There is no woe for the ‘Wednesday’ series


Shavonne Chin

Illustration by

Casey Wiederhold , Associate Photography Editor

When I first watched the “Addams Family” movies, I remember being connected to Wednesday Addams and the family. Not in the “creepy and obsessed with death,” way, but in the “always standing out against the crowd,” way. When I heard that Netflix was creating a new show based on the character, I was ecstatic. And for it to be directed by Tim Burton, I knew it was going to be good.

I knew Jenna Ortega, who stars as Addams, from her Disney Channel days portraying Harley Diaz on the series “Stuck in the Middle,” which is where she made her big break.

Ortega has always had a knack for acting and becoming Addams was no different. Her chilling take on this classic Halloween character is brand new but still keeps the gothic girl reminiscent of the older days.

The show itself is categorized as a drama with hints of mystery and thrill. The plot of “Wednesday” is that Addams is starting at a new school, Nevermore Academy for the Outcasts. As her time at the school unfolds, she finds herself enticed by the spooky events that are beginning to unfold. Addams becomes involved in figuring out the reasoning behind a murder that happened involving her parents, Morticia and Gomez Addams.

Along with the murder at Nevermore, there were disappearances of others in the local town of Jericho. Wednesday Addams goes on her journey to figure out the story behind them all while figuring out life at a new school run by Larissa Weems, played by former “Game of Thrones” star, Gwendoline Christie.

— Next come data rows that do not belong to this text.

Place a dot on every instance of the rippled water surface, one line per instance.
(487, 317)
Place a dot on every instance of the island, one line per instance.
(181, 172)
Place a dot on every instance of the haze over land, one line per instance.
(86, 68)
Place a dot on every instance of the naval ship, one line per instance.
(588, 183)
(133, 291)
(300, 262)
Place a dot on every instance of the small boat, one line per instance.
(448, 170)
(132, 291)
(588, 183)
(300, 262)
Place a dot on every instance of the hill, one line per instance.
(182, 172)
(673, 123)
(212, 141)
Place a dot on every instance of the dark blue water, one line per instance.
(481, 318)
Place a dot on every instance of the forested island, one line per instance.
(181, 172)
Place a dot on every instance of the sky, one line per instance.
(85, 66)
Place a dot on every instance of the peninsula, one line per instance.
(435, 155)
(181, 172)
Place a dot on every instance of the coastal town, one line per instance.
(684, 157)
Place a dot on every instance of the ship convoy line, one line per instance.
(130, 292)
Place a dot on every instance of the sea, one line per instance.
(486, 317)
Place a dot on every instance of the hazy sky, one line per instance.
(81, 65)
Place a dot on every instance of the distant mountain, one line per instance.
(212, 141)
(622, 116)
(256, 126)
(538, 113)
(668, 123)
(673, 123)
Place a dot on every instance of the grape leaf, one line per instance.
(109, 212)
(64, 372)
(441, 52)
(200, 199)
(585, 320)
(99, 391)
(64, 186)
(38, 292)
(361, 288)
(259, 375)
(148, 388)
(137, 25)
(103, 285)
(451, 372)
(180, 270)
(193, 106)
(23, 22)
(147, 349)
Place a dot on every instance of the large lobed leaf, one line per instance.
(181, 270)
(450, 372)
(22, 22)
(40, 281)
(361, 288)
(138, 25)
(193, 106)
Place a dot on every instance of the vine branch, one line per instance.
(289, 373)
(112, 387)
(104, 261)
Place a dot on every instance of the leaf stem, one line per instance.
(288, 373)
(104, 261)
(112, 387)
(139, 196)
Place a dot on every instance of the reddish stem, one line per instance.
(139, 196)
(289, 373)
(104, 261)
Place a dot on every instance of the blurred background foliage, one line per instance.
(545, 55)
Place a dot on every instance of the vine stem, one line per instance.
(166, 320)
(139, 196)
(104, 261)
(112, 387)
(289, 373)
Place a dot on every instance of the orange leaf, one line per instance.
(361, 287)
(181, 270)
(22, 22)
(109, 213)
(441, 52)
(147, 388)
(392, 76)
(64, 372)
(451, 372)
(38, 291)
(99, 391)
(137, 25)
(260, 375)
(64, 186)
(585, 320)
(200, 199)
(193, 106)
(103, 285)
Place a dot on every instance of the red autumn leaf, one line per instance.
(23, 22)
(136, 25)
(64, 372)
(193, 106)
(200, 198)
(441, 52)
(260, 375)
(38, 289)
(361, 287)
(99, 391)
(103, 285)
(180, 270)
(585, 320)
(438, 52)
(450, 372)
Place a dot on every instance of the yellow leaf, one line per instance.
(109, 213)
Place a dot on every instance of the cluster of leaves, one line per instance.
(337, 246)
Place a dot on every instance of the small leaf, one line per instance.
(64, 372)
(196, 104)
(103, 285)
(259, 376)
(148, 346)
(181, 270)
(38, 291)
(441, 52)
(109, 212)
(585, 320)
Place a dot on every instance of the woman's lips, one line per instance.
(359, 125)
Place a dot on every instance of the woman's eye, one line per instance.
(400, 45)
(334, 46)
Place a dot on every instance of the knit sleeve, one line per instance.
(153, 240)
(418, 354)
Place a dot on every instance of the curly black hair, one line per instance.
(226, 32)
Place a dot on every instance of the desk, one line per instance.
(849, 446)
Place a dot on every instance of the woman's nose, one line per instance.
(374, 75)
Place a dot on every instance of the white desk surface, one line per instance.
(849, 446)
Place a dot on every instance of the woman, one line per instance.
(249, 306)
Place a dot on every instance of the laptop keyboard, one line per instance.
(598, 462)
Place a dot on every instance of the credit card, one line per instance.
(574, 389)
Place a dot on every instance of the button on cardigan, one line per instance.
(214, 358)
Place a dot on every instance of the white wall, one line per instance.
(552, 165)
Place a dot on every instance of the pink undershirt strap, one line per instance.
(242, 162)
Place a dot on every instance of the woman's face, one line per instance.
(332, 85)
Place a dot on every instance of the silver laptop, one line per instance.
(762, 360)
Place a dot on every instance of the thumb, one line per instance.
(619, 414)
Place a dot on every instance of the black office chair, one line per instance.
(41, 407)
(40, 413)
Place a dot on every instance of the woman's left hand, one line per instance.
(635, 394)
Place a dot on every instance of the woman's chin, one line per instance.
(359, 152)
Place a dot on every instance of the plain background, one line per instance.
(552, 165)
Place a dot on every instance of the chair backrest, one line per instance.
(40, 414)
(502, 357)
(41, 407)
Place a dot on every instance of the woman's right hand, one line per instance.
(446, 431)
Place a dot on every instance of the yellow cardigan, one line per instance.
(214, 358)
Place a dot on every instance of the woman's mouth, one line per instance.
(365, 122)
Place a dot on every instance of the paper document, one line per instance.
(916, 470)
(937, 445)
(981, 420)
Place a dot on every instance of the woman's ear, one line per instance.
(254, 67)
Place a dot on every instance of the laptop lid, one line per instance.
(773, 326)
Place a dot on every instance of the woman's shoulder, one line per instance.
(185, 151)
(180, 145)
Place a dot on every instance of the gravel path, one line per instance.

The series brings Wednesday Addams to a new light. Instead of portraying Wednesday Addams as the little girl writers and directors usually do, she is written as a teenager. This is an interesting approach compared to the original movies where Wednesday Addams is featured as 10 or 11 years old. Teenage Wednesday Addams holds more hatred for the world than what we’ve seen before.

Throughout the series, Wednesday Addams is shown to have some resentment toward her mother, Morticia Addams, for sending her to Nevermore. Both Morticia and Gomez Addams attended the school, and Wednesday Addams now believes that her mother is trying to turn Wednesday Addams into her. This shows a new aspect of the character as we have always seen her as family-oriented and together with the rest of the Addams Family. This was an interesting take on the character because it forces Wednesday Addams to become slightly more humanistic in displaying her emotions than she has been in the past.

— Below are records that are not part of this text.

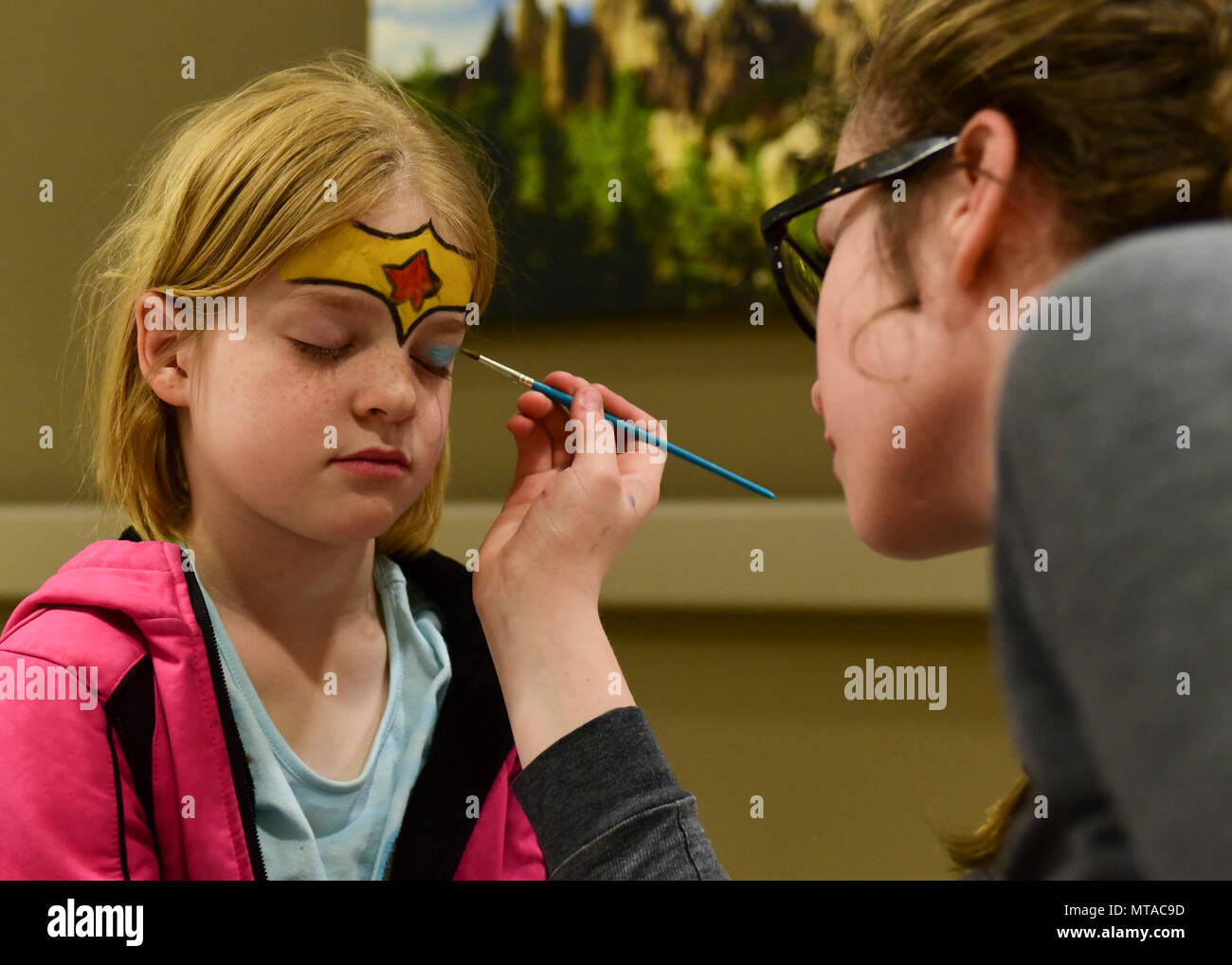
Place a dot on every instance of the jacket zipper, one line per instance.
(245, 784)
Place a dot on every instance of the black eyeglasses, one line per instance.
(799, 274)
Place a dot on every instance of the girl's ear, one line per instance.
(160, 349)
(988, 149)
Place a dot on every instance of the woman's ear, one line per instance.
(155, 337)
(988, 149)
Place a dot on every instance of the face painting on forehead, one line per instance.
(414, 274)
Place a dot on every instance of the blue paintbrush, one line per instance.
(566, 399)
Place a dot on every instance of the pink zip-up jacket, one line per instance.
(134, 767)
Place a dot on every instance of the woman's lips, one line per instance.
(372, 468)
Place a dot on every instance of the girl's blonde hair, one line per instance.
(233, 188)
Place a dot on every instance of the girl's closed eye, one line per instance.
(440, 357)
(436, 358)
(320, 352)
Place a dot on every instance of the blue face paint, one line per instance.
(442, 355)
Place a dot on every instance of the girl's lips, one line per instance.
(372, 468)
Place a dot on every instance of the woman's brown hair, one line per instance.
(1124, 107)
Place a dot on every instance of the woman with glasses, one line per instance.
(1023, 339)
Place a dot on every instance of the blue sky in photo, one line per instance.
(399, 29)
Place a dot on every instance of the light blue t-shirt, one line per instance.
(315, 828)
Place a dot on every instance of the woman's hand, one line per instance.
(568, 514)
(567, 518)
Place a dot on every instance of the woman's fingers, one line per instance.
(551, 415)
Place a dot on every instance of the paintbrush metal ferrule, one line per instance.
(525, 380)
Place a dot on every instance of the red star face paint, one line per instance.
(414, 274)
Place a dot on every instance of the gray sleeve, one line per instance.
(1138, 533)
(605, 805)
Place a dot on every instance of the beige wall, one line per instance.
(746, 701)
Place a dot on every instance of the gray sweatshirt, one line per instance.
(1115, 647)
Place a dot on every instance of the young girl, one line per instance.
(1091, 444)
(284, 682)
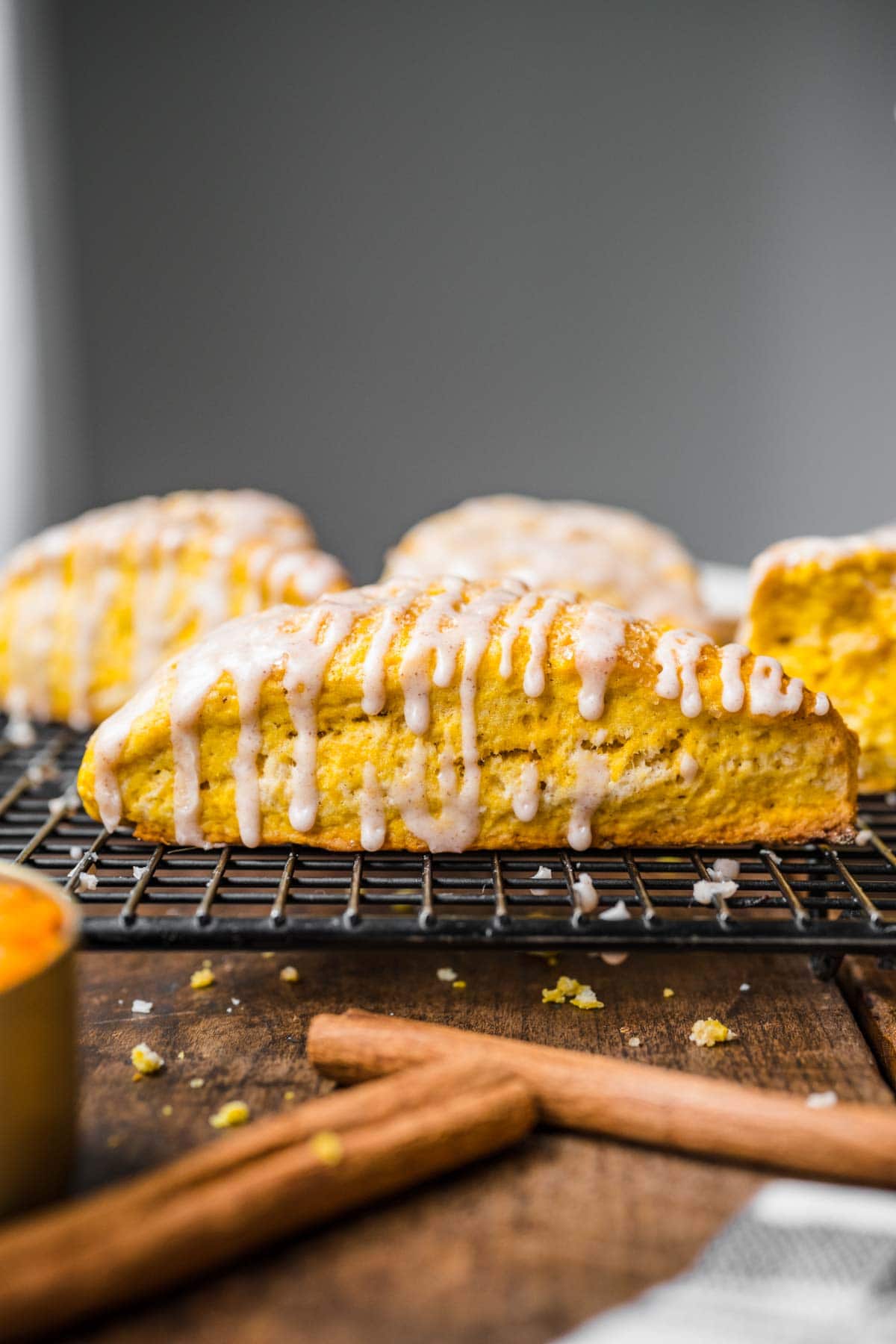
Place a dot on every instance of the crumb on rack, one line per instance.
(820, 1101)
(146, 1061)
(327, 1147)
(724, 870)
(231, 1113)
(704, 893)
(709, 1031)
(618, 912)
(583, 887)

It shows the reality of some mother-daughter relationships, instead of being portrayed as perfect and getting along all the time. It may sound bad to say that I enjoyed seeing this, however, I found it really refreshing to see a power struggle between Morticia and Wednesday Addams without having them be affectionate or act in a manner that is perfect for their family.

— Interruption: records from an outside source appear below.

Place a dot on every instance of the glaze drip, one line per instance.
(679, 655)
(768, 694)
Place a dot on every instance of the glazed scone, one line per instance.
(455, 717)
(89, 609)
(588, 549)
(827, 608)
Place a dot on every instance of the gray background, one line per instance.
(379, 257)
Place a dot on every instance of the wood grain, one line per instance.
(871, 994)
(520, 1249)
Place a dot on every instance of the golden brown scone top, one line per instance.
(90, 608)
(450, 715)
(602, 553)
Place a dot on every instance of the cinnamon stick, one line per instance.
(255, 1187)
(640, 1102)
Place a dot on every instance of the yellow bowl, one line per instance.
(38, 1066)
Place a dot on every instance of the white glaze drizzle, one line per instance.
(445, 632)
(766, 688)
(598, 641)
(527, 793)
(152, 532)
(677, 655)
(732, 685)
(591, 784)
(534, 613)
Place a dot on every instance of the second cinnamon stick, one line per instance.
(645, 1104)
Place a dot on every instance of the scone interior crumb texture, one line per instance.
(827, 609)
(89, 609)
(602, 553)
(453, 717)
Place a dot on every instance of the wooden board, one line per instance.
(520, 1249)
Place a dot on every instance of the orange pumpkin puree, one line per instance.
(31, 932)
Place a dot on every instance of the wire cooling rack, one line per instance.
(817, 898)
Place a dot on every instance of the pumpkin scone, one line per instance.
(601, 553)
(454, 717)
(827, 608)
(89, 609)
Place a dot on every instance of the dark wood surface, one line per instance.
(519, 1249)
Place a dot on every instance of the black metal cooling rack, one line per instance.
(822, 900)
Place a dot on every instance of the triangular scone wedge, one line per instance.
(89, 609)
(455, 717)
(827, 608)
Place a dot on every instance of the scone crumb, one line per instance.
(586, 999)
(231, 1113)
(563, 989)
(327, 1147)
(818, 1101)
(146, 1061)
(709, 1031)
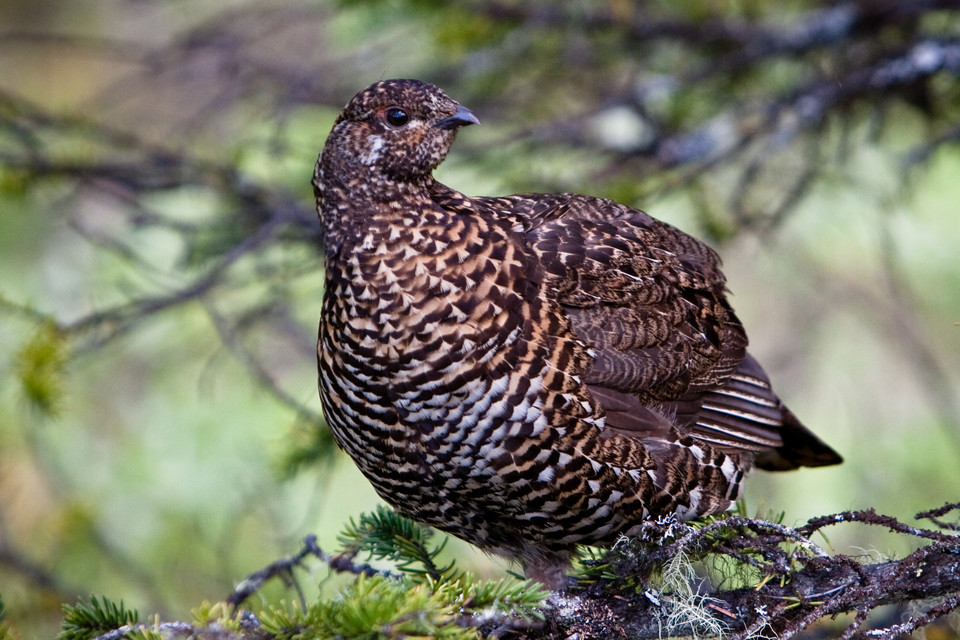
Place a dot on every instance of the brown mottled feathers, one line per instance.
(529, 372)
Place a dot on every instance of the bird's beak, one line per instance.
(462, 117)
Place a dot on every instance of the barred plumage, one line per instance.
(530, 372)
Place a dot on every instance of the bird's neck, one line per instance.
(352, 208)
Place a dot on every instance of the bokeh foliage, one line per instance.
(162, 275)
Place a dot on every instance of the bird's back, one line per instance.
(530, 372)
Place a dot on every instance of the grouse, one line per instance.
(531, 372)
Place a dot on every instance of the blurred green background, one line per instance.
(160, 435)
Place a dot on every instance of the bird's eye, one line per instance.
(397, 116)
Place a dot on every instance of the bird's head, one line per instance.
(394, 131)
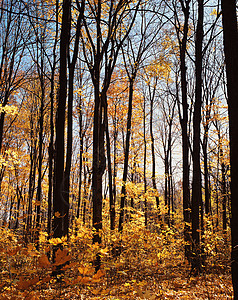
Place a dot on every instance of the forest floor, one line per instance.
(150, 266)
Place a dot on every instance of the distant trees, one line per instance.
(127, 95)
(231, 57)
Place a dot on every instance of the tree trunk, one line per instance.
(231, 59)
(197, 184)
(126, 159)
(60, 206)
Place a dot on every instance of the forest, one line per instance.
(118, 149)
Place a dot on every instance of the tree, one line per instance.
(230, 33)
(60, 206)
(101, 52)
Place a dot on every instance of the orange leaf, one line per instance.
(43, 261)
(61, 257)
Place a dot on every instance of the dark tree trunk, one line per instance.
(40, 154)
(153, 149)
(197, 184)
(231, 58)
(109, 165)
(223, 191)
(184, 127)
(145, 153)
(71, 65)
(51, 144)
(60, 206)
(127, 149)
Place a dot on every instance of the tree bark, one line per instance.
(60, 206)
(197, 184)
(231, 58)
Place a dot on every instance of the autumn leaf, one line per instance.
(24, 284)
(43, 261)
(61, 257)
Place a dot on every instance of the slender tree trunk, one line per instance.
(40, 158)
(126, 159)
(109, 165)
(60, 206)
(197, 184)
(184, 127)
(153, 150)
(51, 144)
(145, 181)
(231, 58)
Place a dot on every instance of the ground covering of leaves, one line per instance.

Ortega holds true to this classic character, even when she is filming her scenes with Christina Ricci, who portrayed the mysterious character in “The Addams Family” and “The Addams Family Values” in the 1990s.

Although great storylines happened in the show, I found that some elements of the show were a bit predictable. The series had certain romances planned out between characters, but it was fairly easy to figure out who was going to end up with who. Based on the characters in those relationships, there were ways to figure out how they would play out between the characters.

The predictability of the series was something I found to be unenjoyable, but I was still able to find entertainment in what was going on. There is an interesting plot twist near the end of the eighth and final episode that viewers won’t see coming.

The chemistry between some of the characters is also something I was able to find excitement in. Wednesday Addams and her roommate, Enid Sinclair, are two of those characters. Sinclair and Wednesday Addams have a unique relationship. Sinclair is bubbly, happy and everything that is the opposite of Addams. I love seeing the polar opposite best friend trope because it reminds me of the dynamic that I have with my own best friend back home. The trope is essentially describing someone as a golden retriever personality and the other as a black cat personality.

All in all, the show does a fantastic job of reeling in new fans of Wednesday Addams. The writers of the show still keep her emotionless, obsessed with death self very much alive throughout the series. I would highly recommend this show to someone who is looking for a new series to watch.